Dans tout le pays, des dizaines de milliers de personnes sont descendues dans la rue pour protester le jour de l’invasion. Cinq mille à Adélaïde, 10 000 à Brisbane, 15 000 à Sydney et un nombre sans précédent de 20 000 manifestants à Melbourne se sont réunis pour marquer le 26 janvier comme l’anniversaire sanglant de l’invasion coloniale, de l’expropriation et du génocide.
À Melbourne, le défilé officiel de la fête de l’Australie a été aboli. Après des années de manifestations de masse, le premier ministre victorien Daniel Andrews a finalement été contraint de “suspendre” l’événement décrépit, qui a été triomphalement réquisitionné par les manifestants depuis qu’ils ont franchi pour la première fois les lignes de police en 2015.

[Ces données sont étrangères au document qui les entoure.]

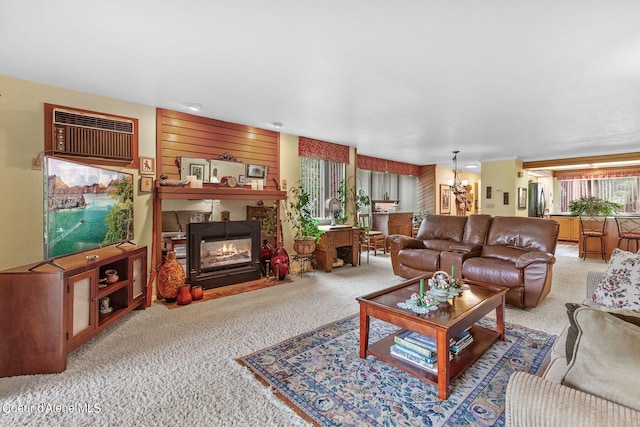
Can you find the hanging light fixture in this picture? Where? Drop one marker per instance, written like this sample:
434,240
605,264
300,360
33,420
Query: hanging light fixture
457,188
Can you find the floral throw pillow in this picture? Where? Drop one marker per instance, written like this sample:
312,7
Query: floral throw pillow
620,285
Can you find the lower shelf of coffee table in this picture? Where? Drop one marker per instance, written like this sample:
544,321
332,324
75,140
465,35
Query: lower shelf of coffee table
483,338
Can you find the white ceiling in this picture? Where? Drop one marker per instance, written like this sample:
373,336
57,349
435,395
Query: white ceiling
408,81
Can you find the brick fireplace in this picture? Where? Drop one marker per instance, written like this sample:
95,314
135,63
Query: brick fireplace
223,253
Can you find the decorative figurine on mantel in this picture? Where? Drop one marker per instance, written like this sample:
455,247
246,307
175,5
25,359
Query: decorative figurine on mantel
421,302
444,287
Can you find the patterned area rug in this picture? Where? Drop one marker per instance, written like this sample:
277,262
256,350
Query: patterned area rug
320,375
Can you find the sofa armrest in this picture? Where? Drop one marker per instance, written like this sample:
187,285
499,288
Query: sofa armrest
399,241
593,280
532,400
465,249
534,257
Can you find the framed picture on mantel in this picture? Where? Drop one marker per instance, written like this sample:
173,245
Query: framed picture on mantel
445,199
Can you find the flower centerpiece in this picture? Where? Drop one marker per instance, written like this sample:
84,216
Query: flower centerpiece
443,287
420,302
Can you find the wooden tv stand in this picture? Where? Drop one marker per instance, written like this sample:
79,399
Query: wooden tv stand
47,312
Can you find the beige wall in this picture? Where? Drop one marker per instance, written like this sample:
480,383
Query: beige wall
22,138
502,177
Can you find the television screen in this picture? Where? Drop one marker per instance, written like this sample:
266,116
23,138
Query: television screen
85,207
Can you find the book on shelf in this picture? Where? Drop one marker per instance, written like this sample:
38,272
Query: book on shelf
421,340
398,352
425,351
413,354
457,348
427,347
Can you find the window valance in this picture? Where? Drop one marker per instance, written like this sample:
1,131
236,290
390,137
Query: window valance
597,173
381,165
309,147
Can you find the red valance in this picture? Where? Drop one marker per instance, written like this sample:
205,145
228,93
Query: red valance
597,174
382,165
309,147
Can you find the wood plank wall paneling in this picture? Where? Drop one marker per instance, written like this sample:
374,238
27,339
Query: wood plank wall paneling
427,188
181,134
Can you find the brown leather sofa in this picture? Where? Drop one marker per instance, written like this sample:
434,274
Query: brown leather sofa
515,252
411,257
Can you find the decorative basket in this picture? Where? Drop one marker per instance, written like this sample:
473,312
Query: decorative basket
444,287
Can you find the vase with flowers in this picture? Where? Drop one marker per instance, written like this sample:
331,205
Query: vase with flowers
420,302
443,287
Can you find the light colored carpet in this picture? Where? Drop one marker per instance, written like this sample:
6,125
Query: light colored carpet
162,367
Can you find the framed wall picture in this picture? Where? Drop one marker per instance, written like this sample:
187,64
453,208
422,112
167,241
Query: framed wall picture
197,170
146,184
445,199
194,166
522,198
147,166
256,171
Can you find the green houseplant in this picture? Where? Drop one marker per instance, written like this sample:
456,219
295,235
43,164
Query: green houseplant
298,214
359,199
593,206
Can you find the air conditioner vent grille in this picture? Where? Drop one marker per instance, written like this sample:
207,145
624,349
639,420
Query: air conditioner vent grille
94,122
93,135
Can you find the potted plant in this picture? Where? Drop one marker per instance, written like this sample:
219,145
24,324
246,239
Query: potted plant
305,226
593,206
359,199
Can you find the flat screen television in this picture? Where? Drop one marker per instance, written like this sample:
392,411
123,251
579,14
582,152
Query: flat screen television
85,207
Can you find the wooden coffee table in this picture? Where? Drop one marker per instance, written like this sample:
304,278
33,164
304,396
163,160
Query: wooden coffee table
449,320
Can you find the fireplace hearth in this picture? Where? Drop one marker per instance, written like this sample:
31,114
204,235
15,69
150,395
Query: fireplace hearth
223,253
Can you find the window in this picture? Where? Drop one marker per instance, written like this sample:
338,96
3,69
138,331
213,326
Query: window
321,179
395,186
618,190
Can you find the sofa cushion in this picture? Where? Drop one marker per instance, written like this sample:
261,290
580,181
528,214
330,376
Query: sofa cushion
620,284
504,253
529,234
605,361
442,227
420,259
572,330
491,270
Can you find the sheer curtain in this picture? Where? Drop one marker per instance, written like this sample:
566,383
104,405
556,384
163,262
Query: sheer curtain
619,190
321,179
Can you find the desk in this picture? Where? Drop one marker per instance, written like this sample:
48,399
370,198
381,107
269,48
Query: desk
334,237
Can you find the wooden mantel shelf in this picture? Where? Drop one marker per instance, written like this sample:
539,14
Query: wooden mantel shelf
219,193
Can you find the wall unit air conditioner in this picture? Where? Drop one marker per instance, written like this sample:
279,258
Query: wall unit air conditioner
72,132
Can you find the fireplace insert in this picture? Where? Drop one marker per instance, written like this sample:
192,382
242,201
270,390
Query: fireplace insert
223,253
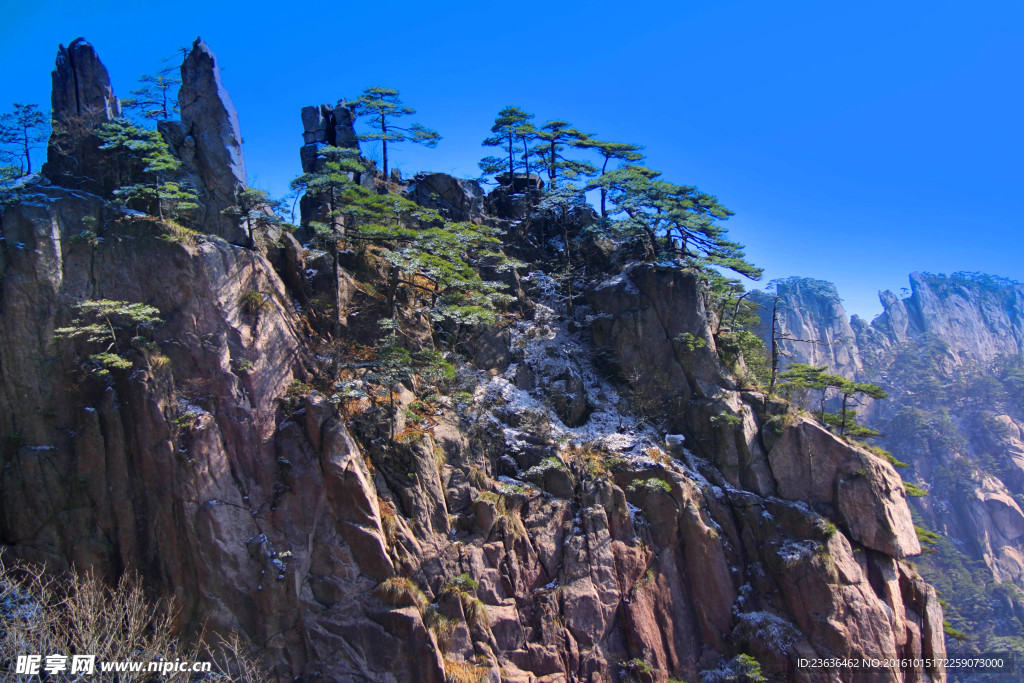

Selon les statistiques de la ville de Melbourne, la fréquentation des célébrations de la fête de l’Australie a chuté ces dernières années – de 72 000 en 2018 à 12 000 en 2019 et à un maigre 2 000 en 2020 – reflétant un changement radical dans les attitudes du public.
Ailleurs dans le pays, des défilés, des cérémonies de citoyenneté et des feux d’artifice ont été déplacés, reportés ou annulés pour faire place à des rassemblements massifs en faveur des droits des Autochtones.
“Australia Day est mort, tout comme la reine Lizzie”, a annoncé l’activiste et Dunghutti, Gumbaynggirr, femme Bundjalung Lizzie Jarrett, s’exprimant lors de la manifestation de Sydney.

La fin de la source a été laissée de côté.